Credit Score: A CIBIL score is crucial for obtaining a loan from a bank. Without it, you may face many difficulties in getting a loan. Although you can get a loan without a CIBIL score. The bank checks your background and payment history. However, a good CIBIL score makes it easier to get a loan.

What is a CIBIL score?

The CIBIL score, also known as a credit score, is a three-digit number between 300 and 900 that indicates whether you have ever used a credit card or taken out a loan. If so, how responsibly you have repaid the loan amount or made EMI payments.

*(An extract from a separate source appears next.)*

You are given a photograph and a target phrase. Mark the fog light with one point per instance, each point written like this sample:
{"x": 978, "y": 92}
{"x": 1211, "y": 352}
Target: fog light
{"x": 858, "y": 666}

Generally, 300 is considered the worst score, and 900 is considered the best. A good score can result in quick loan approvals, often at a good interest rate. However, even with a good CIBIL score, loan requests are often rejected. For example, if your CIBIL score is 750, it would be considered good. However, sometimes even a 750 CIBIL score can lead to a loan rejection. Do you know the reason behind this?

Debt-to-Income Ratio

Your debt-to-income ratio is a major factor. Banks expect less than 40% of your monthly income to be spent on EMIs. Financial advisor Ritesh Sabharwal explains that if you have a salary of ₹1 lakh and ₹45,000 goes towards EMIs, your DTI would be 45%. In such a situation, even if your CIBIL score is 750, the bank will still refuse you a loan because it will consider you overly indebted. A high DTI means you may have difficulty repaying your loan, which makes the bank cautious.

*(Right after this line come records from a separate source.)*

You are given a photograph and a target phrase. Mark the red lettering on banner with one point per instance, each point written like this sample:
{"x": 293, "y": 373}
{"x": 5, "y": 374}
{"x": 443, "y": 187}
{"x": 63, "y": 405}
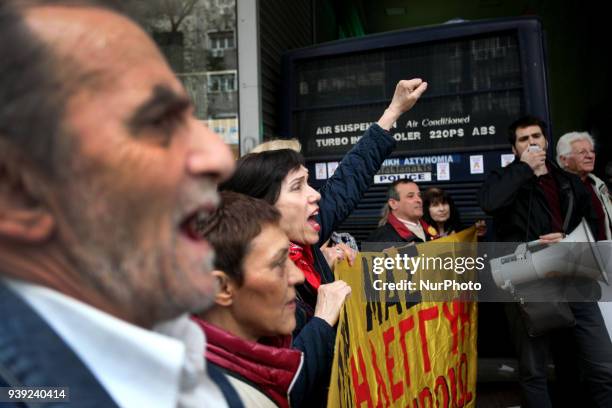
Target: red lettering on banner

Applying for a Loan More Than Once

Applying for a credit card or loan multiple times in a short period of time also worsens the situation. If you have submitted more than three loan requests in three months, the bank views it negatively. The bank sees signs of financial stress and a risk of financial risk. People who frequently change jobs also often face difficulties in getting a loan.

How to Improve?

Sabharwal says that you can increase your chances of getting a loan by keeping your debt-to-income ratio below 40%, maintaining a record of staying in the same job for a long time, using 30% of your credit limit, making consistent loan payments from time to time and not applying for loans repeatedly.